Он чувствует себя сбитым с толку. Он сочувствует то жене, то мужу: в ней ощущается горячность и большая чувственность, в нем – отчаяние и удрученность. По мере изменения баланса сил между ними сами Каллены, похоже, несколько раз на протяжении романа претерпевают серьезнейшие изменения. (Неврастеничная, хрупкая жена даже меняется во внешнем облике – она будто становится крепкой, грубой, неукротимой.) Иногда Тауэру кажется, что он плетется в хвосте поразительно изменчивых, интересных супругов, иногда же кажется, что он накладывает на их историю больше сложности, чем это правдоподобно, и повествование рискует превратиться в историю извилистого, мучительного сознания Тауэра – на манер позднего Генри Джеймса. Но Вескотт не заходит так далеко. В целях развития своей повести автор довольствуется преимуществами, которые таятся в образе нервического рассказчика. Романист, взявшийся за мучительную историю, должен был снабдить книгу сложными персонажами, которые раскрываются лишь постепенно. Но есть ли более гениальный, экономичный метод, чем вывести сложность персонажа из нестабильности восприятия рассказчика? Для этой цели вряд ли подойдет кто-то лучше Тауэра. Его желание открывать, констатировать и опровергать значимые черты в человеческом характере неутолимо.
Для такого рассказчика есть только один способ завершить повесть – отшатнуться от собственного знания. После пьяных полупризнаний, рыданий, криков и опасного флирта, после того как был извлечен на свет (и брошен в пруд) большой револьвер, после того как нервные прощания чуть сгладили неловкость и Каллены вместе со своим соколом устремились в ночь на длинном темном «Даймлере», после того как Тауэр и Александра вышли в сад, размышляя вслух об этих хаотичных, фантастических сценах, Тауэр вновь призывает видения хищной бесчеловечности, что он мысленно собрал во время визита Калленов, – то есть вспоминает книгу, которую мы только что прочли:
[Я] покраснел. Боюсь, что мое мнение о людях – это наполовину просто догадки, они очень схематичны. Я постоянно впадаю в фальшивую и мстительную сентиментальность; и мне за это стыдно; не могу сказать, какой закон дает мне право мстить. Иногда я полностью сомневаюсь в своих моральных суждениях; и пока выступаю рассказчиком, мне эти суждения нашептывает дьявол.

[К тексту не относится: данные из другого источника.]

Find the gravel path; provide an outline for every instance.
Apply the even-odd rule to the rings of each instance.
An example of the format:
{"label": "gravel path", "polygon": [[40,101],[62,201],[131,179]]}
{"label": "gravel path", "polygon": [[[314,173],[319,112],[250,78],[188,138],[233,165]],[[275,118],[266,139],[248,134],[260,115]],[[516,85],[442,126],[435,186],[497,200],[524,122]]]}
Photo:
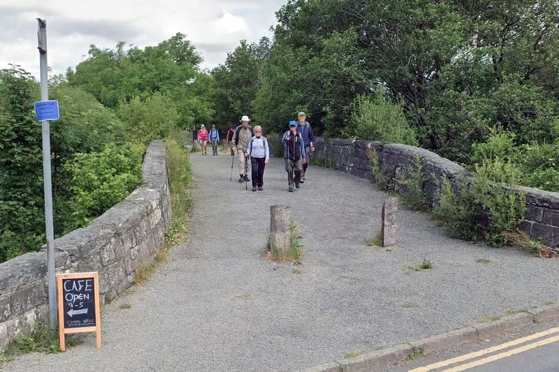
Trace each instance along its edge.
{"label": "gravel path", "polygon": [[[369,182],[311,167],[291,193],[282,159],[273,159],[264,191],[255,193],[229,182],[231,161],[191,157],[190,239],[148,284],[106,306],[101,350],[90,337],[63,354],[27,355],[6,368],[293,371],[559,300],[558,260],[450,239],[429,215],[403,206],[399,246],[371,248],[364,242],[386,194]],[[302,265],[262,257],[275,204],[294,210]],[[424,258],[431,270],[406,268]]]}

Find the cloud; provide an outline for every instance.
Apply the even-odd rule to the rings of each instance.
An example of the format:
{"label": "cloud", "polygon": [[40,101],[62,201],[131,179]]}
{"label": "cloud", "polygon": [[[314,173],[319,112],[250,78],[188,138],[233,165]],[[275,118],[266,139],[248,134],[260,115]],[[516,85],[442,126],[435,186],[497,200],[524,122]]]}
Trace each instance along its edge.
{"label": "cloud", "polygon": [[89,46],[114,48],[119,41],[140,48],[177,32],[203,54],[203,68],[223,62],[239,40],[270,36],[275,12],[286,0],[19,0],[0,5],[0,68],[8,63],[39,75],[37,17],[46,19],[48,62],[55,73],[79,63]]}

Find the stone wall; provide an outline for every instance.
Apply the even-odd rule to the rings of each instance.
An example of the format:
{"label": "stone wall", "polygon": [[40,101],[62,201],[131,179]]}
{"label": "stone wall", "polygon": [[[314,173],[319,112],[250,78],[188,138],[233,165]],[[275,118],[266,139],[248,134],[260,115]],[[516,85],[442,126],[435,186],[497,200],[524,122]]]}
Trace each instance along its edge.
{"label": "stone wall", "polygon": [[[171,206],[165,143],[154,141],[144,158],[144,182],[87,227],[55,240],[57,273],[98,271],[100,297],[110,301],[150,264],[165,240]],[[18,335],[48,322],[46,253],[0,264],[0,351]]]}
{"label": "stone wall", "polygon": [[[459,189],[460,181],[467,177],[462,166],[428,150],[408,145],[383,144],[370,141],[352,141],[317,137],[315,157],[327,166],[362,178],[373,179],[368,152],[374,150],[382,173],[390,179],[409,175],[409,167],[421,159],[426,182],[423,184],[431,205],[437,204],[437,190],[444,177]],[[559,193],[516,186],[527,195],[526,219],[519,226],[533,239],[553,247],[559,246]]]}

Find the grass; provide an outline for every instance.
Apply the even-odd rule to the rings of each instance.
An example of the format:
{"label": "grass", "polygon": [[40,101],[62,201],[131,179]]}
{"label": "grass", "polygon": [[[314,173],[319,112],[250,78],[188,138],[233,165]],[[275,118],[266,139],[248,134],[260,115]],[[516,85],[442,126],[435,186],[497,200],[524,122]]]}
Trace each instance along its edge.
{"label": "grass", "polygon": [[363,351],[353,351],[352,353],[348,353],[345,355],[344,355],[344,359],[351,359],[352,358],[357,358],[361,354],[362,354]]}
{"label": "grass", "polygon": [[377,233],[376,235],[371,239],[365,240],[365,244],[371,247],[381,246],[381,244],[382,244],[382,240],[380,233]]}
{"label": "grass", "polygon": [[488,264],[491,264],[491,260],[487,260],[486,258],[478,258],[478,260],[475,260],[475,262],[477,264],[482,264],[484,265],[487,265]]}
{"label": "grass", "polygon": [[408,359],[410,360],[415,360],[425,355],[425,351],[422,347],[414,347],[411,349],[411,353],[408,355]]}
{"label": "grass", "polygon": [[136,271],[135,284],[144,285],[148,282],[157,267],[167,261],[169,248],[180,244],[188,231],[187,216],[193,204],[190,190],[193,178],[188,153],[186,148],[179,144],[183,141],[177,140],[176,136],[168,138],[166,143],[173,211],[171,226],[165,235],[165,244],[155,254],[153,262]]}
{"label": "grass", "polygon": [[431,270],[433,268],[433,264],[430,260],[423,259],[423,261],[417,265],[406,265],[404,266],[404,268],[410,271],[422,271],[424,270]]}
{"label": "grass", "polygon": [[285,252],[283,255],[275,256],[272,253],[271,240],[268,236],[268,243],[266,246],[266,256],[275,261],[280,262],[291,262],[296,264],[301,263],[301,259],[303,257],[303,246],[299,242],[301,239],[301,235],[299,233],[299,229],[297,228],[295,219],[291,219],[291,224],[289,226],[289,249]]}
{"label": "grass", "polygon": [[[66,335],[66,347],[70,348],[84,342],[85,334]],[[60,353],[58,331],[52,331],[44,324],[37,325],[30,336],[21,336],[14,340],[3,354],[0,355],[0,367],[14,358],[28,353]]]}
{"label": "grass", "polygon": [[501,233],[503,241],[508,245],[518,249],[528,251],[542,258],[551,258],[551,249],[540,242],[532,239],[528,234],[520,230],[506,231]]}
{"label": "grass", "polygon": [[499,320],[500,318],[501,317],[497,315],[484,315],[478,320],[478,322],[489,323],[489,322],[495,322],[496,320]]}

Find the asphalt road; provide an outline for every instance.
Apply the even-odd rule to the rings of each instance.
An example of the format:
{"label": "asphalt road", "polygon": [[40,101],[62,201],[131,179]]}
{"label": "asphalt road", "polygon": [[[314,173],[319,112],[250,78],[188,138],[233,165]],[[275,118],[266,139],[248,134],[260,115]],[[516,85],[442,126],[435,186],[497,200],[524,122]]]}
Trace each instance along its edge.
{"label": "asphalt road", "polygon": [[[283,160],[273,159],[264,190],[253,193],[229,182],[231,161],[193,155],[190,239],[146,285],[105,306],[101,350],[89,337],[6,369],[293,371],[559,300],[559,260],[451,239],[403,206],[398,246],[372,248],[364,242],[388,195],[368,181],[313,166],[288,193]],[[293,207],[301,265],[264,257],[276,204]],[[433,268],[415,271],[424,259]]]}
{"label": "asphalt road", "polygon": [[390,372],[556,372],[559,371],[559,321],[497,335],[387,369]]}

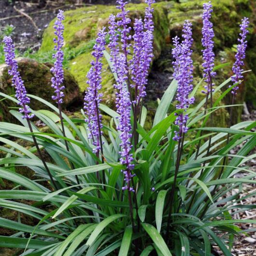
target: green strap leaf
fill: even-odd
[[[131,227],[127,227],[119,250],[118,256],[127,256],[129,252],[129,248],[131,242],[131,236],[132,235],[132,228]]]
[[[150,224],[144,223],[142,223],[142,226],[164,256],[171,256],[166,243],[156,228]]]
[[[97,188],[95,187],[88,187],[85,188],[83,188],[81,190],[79,190],[79,193],[81,194],[85,193],[92,190],[93,189],[96,189]],[[71,196],[70,198],[68,199],[64,203],[59,207],[58,210],[57,211],[56,213],[53,216],[53,219],[56,218],[57,216],[59,215],[63,211],[66,210],[71,204],[73,203],[77,199],[78,197],[73,195]]]
[[[167,190],[160,190],[157,195],[156,202],[156,228],[159,233],[160,233],[161,230],[164,201],[167,193]]]
[[[91,245],[94,241],[97,239],[100,233],[110,223],[114,221],[117,219],[121,218],[122,217],[125,217],[126,215],[122,214],[114,214],[112,216],[110,216],[105,219],[104,220],[99,223],[91,235],[90,236],[89,239],[88,239],[86,245],[90,246]]]
[[[26,248],[28,239],[13,237],[0,236],[0,247]],[[28,249],[40,249],[45,246],[54,244],[54,243],[37,239],[31,239]]]

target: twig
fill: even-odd
[[[22,15],[25,16],[25,17],[27,17],[31,22],[31,23],[33,24],[33,26],[36,28],[36,29],[37,30],[39,30],[39,29],[38,28],[38,27],[37,26],[36,26],[36,24],[35,23],[34,21],[33,20],[33,19],[29,15],[28,15],[27,14],[25,14],[24,12],[22,12],[22,11],[20,11],[20,10],[18,10],[15,5],[14,6],[14,9],[19,13],[19,14],[20,14]]]

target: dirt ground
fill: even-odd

Можно ли считать столь исступленную рефлексию типично американской? Думаю, что да, но не имею возможности это доказать. Единственный известный мне английский роман, который содержит схожие оттенки мучительной застенчивости и приглушенных страданий, – это книга, которая отчасти послужила источником вдохновения для Странствующего сокола Вескотта: Солдат всегда солдат (1915) Форда Мэдокса Форда. Роман Форда – это также история агонии супружеских отношений, пробивающейся сквозь рутину праздности, и «проект памяти», предпринятый американским экспатриантом, коротающим время в континентальной Европе. В центре драмы – английская пара за границей, друзья богатой американской пары.